Use Data, Dialogue for Smarter Work
March 12, 2002 DM News
This article addresses a critical idea many people miss - it is possible
to create a dialogue with customers without ever speaking to them. It's
called "theatre of the mind" in radio - the relationship is whatever
you want the customer to think it is, if you carefully craft it over time.
That's what Relationship Marketing
is all about: action- reaction -
feedback.
How to Avoid Information Overload
March
12, 2002 DM News
There is a growing feeling one of the things wrong with the web is copy - it's
usually awful. After all, the web is a reading / learning experience, so
the copy should be very important. Copy is extremely important if you are
trying to motivate a visitor to do something, and along those lines, here are
some tips for writing compelling copy.
Test-Measure-Refine
-
80 Years Later It Still Works
March 5, 2002 DM News
Yup, sometimes you just have to remind people of the basics. In this case,
since 1923, when the direct marketing classic "Scientific Advertising"
was first published. It's been that long folks, and people are still
arguing about branding vs. direct, etc. It still surprises me every day
how few of the tried and true approaches - like iterative testing - folks are
using on the web. Let's get with it, people!

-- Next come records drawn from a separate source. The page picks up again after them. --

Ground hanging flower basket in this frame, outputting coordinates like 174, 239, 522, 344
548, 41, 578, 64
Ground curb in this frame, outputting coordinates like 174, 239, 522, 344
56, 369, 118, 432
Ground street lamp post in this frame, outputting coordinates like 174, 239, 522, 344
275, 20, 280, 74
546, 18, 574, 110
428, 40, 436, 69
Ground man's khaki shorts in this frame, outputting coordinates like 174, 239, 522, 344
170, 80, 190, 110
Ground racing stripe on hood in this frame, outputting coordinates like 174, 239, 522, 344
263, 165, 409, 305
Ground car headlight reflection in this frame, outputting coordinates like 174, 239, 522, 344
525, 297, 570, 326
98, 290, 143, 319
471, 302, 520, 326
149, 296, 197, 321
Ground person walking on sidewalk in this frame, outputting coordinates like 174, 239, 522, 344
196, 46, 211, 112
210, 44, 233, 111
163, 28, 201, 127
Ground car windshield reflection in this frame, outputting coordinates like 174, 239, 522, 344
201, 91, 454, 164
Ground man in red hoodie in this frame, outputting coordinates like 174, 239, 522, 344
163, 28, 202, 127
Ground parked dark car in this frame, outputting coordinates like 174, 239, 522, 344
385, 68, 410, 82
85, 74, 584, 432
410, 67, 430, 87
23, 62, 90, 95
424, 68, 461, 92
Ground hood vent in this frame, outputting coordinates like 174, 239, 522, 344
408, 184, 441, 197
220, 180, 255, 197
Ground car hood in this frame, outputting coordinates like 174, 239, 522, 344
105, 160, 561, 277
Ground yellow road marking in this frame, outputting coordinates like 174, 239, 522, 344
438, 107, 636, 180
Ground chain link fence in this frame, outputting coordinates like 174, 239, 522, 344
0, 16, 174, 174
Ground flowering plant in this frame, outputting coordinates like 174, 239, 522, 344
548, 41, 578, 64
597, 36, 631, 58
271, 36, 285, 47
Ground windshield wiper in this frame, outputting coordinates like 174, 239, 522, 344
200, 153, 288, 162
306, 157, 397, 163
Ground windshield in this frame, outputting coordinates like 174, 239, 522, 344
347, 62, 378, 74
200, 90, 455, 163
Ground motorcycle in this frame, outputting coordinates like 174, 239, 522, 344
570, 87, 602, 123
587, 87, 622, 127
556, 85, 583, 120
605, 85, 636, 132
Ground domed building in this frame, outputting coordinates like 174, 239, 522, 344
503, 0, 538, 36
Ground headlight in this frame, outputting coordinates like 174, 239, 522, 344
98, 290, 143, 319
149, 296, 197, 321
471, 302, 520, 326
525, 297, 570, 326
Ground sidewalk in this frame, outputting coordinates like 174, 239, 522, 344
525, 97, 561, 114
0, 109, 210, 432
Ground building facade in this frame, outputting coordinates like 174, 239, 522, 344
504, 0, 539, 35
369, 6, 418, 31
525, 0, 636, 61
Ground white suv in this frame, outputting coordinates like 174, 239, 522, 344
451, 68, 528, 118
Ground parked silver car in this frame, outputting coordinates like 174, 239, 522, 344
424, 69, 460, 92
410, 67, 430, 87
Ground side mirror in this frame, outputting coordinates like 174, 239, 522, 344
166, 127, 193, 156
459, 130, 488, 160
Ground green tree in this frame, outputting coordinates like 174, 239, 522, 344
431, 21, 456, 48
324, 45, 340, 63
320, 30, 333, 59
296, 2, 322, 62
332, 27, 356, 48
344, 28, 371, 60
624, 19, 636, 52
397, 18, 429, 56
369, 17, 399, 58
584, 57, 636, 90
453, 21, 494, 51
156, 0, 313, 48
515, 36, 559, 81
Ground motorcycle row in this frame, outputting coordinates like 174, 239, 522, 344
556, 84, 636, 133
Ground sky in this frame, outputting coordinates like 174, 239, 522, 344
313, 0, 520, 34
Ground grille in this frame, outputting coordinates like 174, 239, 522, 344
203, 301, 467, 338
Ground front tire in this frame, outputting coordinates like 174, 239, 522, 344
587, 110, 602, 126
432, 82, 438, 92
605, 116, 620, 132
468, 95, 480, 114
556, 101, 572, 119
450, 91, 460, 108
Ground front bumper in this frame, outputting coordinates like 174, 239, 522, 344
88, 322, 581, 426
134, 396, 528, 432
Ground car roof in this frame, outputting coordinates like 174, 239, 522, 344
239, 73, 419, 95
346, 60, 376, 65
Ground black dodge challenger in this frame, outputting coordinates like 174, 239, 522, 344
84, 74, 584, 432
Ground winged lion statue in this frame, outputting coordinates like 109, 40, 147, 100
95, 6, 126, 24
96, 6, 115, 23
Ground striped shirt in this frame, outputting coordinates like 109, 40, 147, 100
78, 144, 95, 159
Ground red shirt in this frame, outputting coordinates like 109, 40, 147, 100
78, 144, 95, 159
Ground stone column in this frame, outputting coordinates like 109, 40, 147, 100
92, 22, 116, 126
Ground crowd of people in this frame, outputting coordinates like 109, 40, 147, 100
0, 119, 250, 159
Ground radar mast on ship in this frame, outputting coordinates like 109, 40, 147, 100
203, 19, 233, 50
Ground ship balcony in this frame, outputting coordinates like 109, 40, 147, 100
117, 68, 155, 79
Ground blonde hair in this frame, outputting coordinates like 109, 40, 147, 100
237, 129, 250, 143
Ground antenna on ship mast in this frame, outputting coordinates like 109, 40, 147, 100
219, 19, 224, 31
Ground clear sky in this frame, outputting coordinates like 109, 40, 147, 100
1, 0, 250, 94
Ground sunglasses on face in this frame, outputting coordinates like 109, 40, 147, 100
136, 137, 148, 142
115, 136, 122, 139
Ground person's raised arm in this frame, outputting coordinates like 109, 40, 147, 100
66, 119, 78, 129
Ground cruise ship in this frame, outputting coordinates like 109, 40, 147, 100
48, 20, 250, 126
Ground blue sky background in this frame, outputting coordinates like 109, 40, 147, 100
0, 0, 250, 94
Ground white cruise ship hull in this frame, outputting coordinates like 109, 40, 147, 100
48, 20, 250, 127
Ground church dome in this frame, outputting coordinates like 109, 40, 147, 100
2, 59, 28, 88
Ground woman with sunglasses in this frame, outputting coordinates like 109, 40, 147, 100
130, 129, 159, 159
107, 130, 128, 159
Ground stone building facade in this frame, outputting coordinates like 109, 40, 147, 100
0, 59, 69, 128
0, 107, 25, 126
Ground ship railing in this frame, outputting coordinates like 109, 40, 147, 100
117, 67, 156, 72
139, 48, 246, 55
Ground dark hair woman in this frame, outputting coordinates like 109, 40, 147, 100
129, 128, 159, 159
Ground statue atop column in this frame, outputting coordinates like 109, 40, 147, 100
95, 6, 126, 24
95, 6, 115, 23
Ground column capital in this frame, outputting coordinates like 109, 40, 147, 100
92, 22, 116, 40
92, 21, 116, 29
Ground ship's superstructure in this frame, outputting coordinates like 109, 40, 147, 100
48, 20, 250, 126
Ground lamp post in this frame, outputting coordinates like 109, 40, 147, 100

Dreyfus analyzes data to retain customers
March 2, 2002 One-to-One Magazine
Hmm. "We've been able to predict the customer is going to exit, three
to six months before it actually happens, with an accuracy rate of 80 to
85%." Sound fantastic? It isn't, and you can do
the same thing yourself.
One customer many needs
March
1, 2002 One-to-One Magazine
I get a lot of question about insurance modeling, and this article does a pretty
good job of running down all the angles. If you are in a company with a
"distributor model" where there are layers between you and the end
customer, you might give this a quick read.